The family, or at least half of all those who would be at the wedding reception tomorrow, was all crowded into her aunt and uncle’s house for a pre-reception gathering.  Priscilla almost tripped over her cousin’s two children playing in the doorway.  A third child, still a baby - Kewei and Stephanie’s son she guessed - was teetering in the hall, looking ready to topple over.  Priscilla crouched down to give him a hand and upright him again.  He couldn’t have been walking for more than a week or so now.  Loud chatter and murmuring rumbled from the adjacent room.  Priscilla stood up tall, took a deep breath, and plunged into the crowded living room.  Her heart was beating fast.
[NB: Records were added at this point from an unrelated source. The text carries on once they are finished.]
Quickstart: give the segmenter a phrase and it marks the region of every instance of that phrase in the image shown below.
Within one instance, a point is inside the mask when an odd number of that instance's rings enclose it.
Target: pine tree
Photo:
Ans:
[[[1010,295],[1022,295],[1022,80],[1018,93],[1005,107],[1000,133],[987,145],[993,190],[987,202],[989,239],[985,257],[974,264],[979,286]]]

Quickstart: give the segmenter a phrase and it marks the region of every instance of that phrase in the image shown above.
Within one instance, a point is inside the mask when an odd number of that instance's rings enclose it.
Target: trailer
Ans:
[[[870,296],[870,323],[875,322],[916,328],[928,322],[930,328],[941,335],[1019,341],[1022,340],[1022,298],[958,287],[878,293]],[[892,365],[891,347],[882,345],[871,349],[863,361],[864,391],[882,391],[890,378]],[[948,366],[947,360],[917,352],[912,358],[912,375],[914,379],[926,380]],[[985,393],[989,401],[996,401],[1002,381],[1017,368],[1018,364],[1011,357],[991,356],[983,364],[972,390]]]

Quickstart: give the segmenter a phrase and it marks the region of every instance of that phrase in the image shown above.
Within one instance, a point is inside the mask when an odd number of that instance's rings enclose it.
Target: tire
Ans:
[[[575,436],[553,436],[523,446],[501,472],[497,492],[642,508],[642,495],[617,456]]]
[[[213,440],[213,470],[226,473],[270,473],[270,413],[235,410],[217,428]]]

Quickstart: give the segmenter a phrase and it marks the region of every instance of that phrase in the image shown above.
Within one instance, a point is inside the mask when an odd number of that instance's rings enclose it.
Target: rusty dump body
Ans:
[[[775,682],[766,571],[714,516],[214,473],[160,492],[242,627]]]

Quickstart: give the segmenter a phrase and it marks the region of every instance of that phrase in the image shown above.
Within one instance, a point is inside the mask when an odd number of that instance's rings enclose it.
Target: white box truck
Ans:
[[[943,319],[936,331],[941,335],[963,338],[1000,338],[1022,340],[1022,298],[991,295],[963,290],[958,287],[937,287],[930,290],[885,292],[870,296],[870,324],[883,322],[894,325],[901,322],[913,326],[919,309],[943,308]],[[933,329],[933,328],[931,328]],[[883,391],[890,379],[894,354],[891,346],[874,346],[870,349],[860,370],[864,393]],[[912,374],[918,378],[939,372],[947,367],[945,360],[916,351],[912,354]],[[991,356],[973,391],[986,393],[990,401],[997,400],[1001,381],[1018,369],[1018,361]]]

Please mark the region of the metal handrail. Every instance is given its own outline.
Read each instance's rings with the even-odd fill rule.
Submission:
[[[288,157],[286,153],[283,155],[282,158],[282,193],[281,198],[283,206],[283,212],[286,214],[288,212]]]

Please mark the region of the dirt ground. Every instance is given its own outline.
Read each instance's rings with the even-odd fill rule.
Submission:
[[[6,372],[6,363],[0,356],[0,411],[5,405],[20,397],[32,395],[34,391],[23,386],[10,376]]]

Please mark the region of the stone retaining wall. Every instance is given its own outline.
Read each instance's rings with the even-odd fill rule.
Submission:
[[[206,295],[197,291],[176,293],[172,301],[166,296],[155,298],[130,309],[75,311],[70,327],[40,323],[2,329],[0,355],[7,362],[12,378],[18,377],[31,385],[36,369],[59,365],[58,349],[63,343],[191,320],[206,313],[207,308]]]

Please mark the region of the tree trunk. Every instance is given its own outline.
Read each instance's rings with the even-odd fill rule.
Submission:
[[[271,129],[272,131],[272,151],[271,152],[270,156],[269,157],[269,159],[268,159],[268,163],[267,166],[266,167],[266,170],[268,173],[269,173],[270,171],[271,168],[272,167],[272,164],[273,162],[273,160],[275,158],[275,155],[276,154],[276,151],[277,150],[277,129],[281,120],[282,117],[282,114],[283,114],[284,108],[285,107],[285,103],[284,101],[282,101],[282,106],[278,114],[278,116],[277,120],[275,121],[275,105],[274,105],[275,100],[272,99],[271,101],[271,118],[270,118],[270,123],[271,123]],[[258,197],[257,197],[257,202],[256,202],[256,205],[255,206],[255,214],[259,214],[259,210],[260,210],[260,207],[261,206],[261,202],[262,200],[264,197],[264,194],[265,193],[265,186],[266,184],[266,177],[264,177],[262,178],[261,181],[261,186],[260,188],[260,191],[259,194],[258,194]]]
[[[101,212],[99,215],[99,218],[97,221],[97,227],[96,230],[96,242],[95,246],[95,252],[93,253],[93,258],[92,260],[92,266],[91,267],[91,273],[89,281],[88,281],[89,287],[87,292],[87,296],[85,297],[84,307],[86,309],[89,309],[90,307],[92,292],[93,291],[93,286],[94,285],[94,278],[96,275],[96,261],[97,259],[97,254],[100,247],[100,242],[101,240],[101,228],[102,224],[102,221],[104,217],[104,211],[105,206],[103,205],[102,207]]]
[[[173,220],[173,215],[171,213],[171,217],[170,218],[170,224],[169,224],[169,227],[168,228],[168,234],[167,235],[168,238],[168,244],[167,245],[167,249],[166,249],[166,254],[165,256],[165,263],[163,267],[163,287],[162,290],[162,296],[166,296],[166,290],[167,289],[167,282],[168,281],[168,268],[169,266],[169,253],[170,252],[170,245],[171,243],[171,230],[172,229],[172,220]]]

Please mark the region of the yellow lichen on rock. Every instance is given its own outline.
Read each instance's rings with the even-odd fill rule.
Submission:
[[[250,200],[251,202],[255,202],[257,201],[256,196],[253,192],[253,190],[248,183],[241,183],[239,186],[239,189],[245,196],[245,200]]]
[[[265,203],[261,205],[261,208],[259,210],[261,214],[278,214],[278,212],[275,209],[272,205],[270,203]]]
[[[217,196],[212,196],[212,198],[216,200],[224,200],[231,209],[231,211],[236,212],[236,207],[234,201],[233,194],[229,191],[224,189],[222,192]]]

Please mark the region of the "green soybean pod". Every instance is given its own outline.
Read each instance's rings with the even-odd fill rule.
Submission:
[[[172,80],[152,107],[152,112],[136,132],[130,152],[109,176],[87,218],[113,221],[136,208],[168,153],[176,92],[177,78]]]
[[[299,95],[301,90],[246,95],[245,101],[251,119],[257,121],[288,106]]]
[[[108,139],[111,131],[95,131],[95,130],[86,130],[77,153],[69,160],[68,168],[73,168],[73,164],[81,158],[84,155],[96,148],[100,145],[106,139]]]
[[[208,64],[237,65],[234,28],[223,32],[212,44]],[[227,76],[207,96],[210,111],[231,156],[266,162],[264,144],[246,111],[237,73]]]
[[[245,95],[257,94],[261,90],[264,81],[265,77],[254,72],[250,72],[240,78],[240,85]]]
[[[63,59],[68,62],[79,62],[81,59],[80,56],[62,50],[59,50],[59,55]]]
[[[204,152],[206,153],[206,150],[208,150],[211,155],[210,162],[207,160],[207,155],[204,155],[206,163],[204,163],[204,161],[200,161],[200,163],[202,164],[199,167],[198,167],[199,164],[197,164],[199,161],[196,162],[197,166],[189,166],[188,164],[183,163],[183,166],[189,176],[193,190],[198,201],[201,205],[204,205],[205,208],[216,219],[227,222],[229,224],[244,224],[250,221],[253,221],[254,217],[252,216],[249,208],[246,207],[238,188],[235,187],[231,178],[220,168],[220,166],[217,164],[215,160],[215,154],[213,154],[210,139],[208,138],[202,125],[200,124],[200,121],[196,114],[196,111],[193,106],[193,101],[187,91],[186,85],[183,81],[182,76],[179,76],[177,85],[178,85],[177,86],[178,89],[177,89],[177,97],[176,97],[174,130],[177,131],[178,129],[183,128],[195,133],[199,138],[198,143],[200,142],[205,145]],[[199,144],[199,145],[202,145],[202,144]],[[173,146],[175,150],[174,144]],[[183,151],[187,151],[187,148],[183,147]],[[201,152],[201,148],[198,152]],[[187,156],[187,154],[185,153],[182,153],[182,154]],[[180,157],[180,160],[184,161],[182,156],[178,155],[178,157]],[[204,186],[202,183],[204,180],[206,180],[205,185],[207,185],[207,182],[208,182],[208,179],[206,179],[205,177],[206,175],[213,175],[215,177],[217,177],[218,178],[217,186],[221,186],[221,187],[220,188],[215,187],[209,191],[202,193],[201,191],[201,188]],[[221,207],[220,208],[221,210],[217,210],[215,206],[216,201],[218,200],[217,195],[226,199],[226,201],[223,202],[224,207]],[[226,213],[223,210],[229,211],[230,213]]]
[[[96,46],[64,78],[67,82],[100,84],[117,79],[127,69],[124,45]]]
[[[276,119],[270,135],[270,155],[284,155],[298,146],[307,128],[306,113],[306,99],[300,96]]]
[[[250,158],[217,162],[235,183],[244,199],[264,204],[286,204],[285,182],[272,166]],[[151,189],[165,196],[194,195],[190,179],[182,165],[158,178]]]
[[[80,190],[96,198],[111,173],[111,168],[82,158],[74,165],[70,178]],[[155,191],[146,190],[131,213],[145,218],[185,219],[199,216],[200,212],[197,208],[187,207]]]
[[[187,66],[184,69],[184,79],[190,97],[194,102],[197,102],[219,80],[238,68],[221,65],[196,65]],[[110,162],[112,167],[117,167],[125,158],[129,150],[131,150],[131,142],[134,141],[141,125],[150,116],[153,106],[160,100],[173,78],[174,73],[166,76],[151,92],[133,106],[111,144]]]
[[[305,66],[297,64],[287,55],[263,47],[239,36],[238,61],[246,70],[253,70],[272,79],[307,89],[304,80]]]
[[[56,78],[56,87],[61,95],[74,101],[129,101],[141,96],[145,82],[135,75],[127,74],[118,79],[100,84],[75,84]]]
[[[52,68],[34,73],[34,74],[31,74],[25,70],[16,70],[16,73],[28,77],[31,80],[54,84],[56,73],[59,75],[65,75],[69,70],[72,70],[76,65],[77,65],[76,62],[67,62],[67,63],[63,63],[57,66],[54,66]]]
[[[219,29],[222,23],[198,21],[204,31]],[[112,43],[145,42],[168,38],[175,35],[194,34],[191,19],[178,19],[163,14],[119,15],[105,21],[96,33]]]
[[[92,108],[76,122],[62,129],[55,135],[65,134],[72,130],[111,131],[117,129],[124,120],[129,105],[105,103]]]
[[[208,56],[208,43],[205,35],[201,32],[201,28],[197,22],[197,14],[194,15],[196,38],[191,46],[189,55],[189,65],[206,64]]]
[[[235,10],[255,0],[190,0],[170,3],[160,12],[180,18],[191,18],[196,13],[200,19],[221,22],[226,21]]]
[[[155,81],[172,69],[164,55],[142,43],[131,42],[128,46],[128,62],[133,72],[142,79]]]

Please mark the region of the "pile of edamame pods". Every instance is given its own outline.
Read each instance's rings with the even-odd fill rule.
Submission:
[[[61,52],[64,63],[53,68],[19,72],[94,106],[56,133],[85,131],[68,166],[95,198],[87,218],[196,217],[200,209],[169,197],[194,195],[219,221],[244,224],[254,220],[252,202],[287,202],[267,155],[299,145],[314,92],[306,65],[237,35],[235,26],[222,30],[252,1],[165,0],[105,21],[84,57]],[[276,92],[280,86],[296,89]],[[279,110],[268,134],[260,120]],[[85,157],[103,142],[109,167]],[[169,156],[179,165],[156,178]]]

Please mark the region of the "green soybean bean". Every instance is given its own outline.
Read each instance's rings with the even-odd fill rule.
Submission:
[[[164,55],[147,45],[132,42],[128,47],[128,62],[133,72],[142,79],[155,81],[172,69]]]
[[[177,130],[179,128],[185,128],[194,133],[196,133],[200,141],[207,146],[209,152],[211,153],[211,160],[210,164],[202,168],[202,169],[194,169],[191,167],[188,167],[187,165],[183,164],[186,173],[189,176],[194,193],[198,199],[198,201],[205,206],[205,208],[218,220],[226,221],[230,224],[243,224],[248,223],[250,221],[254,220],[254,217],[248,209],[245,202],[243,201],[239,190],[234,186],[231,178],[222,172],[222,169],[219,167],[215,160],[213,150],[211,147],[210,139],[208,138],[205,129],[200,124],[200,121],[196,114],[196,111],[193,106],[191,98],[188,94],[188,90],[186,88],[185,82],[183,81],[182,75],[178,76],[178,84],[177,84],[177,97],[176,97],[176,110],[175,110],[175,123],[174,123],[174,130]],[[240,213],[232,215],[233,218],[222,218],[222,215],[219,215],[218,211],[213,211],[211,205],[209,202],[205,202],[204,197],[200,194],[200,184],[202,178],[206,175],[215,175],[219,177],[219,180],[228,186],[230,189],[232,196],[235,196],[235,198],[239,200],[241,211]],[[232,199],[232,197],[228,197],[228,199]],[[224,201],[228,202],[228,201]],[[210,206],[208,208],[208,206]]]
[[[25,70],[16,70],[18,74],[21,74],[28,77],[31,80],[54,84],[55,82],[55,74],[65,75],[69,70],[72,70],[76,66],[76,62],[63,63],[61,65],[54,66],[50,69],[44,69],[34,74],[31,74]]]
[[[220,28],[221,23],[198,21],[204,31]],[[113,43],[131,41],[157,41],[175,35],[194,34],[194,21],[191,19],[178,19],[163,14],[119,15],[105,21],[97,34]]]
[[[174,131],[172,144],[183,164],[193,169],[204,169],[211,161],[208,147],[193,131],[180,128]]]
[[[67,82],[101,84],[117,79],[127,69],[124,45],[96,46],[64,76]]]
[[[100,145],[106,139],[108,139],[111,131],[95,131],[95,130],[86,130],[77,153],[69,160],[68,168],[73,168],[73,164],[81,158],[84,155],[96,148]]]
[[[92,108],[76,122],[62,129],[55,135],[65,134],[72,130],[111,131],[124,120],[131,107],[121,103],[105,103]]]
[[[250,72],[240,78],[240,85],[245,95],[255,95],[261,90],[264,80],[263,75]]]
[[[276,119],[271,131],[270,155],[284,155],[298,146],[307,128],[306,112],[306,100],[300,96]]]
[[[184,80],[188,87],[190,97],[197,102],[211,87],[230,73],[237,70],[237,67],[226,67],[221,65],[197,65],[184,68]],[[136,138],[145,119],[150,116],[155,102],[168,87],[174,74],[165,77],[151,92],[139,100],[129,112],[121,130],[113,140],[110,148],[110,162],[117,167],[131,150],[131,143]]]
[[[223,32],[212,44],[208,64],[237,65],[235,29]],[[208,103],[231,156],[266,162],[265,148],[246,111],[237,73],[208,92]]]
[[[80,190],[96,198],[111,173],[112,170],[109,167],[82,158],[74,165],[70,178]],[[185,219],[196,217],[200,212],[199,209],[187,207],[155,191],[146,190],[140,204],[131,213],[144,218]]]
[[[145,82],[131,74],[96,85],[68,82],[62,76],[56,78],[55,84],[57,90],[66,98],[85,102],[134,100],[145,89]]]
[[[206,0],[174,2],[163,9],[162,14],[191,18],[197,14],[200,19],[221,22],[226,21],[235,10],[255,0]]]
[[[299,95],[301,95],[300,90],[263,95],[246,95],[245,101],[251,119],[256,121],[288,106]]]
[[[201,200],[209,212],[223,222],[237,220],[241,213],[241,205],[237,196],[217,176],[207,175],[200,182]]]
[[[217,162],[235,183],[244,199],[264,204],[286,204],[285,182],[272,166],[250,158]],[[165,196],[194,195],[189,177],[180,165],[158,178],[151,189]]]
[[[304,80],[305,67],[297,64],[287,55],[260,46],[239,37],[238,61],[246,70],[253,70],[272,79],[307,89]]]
    Groups mingled in various pockets about the room, while in the next one over most of the family pressed in around a dining room, either seated or standing in the corners, and in the adjoining breakfast room four of her uncles sat silently, absorbed in a game of mahjong, oblivious to the noise and commotion around them.  As the family greeted Priscilla and her cousins, the excitement boosted her spirits and made her feel cheerful and gay.  She chatted eagerly with people she hadn’t seen in years.  Comments about her weight - and there were more than a few - phased her very little and she took them goodnaturedly.

    “Eh, is that Priscilla?” her eldest aunt looked directly at her.

    “Hi, Yima!” exclaimed Priscilla.  “How are you?”

    “Oh, you’ve gotten so fat!  You used to be thin.”

    “I know,” Priscilla blushed, “Too much good food.”  Her aunt threw back her head and laughed.

    “Meimei, come here,” her aunt shouted out for her sister.  “Have you seen Priscilla?”  It wasn’t just one aunt who came over but two.

    “What a pretty girl!” said the younger aunt.

    “You’ve put on so much weight!” the second one exclaimed.

    “Yes,” the younger aunt agreed, “But she’s still very beautiful.”

    “Thank you, Ayi,” Priscilla replied.

    “I remember you were always doing sports,” said the second aunt.  “What happened?”

    Priscilla chuckled awkwardly.

    “It’s been awhile,” she told them.

    “Oh,” her aunt shook her head as if to convey her understanding.  “Be sure to get exercise, and watch what you eat!”

    “Okay, Ayi.  I will.”

    “Aw, such a beautiful girl,” the younger aunt complimented again.  “Who cares if she’s gained weight.  She looks happy!  If Priscilla’s fat, then my son’s an elephant!”  Her aunt proceeded to ask all about her job and her boyfriend.

    What Priscilla’s mother said was true.  Her cousin Kewei, always a heavyset fellow, now had a grand, bulbous gut extending underneath his shirt.  His wife, Elizabeth, had undergone an even more dramatic transformation.  While it hadn’t been quite a year since she’d given birth to their son, Priscilla knew there was no way all of Elizabeth’s extra bulk was baby weight.  She’d ballooned to nearly twice her original size in the few short years since she and Kewei had gotten married.  Priscilla was admittedly comforted by the recognition that she wasn’t the only one who’d gained weight nor was she going to be the only fat person at the wedding.  She felt a little sorry for Stephanie, though.  Priscilla realized how uncomfortable she must feel being the big, fat white girl at a party full of skinny Asians.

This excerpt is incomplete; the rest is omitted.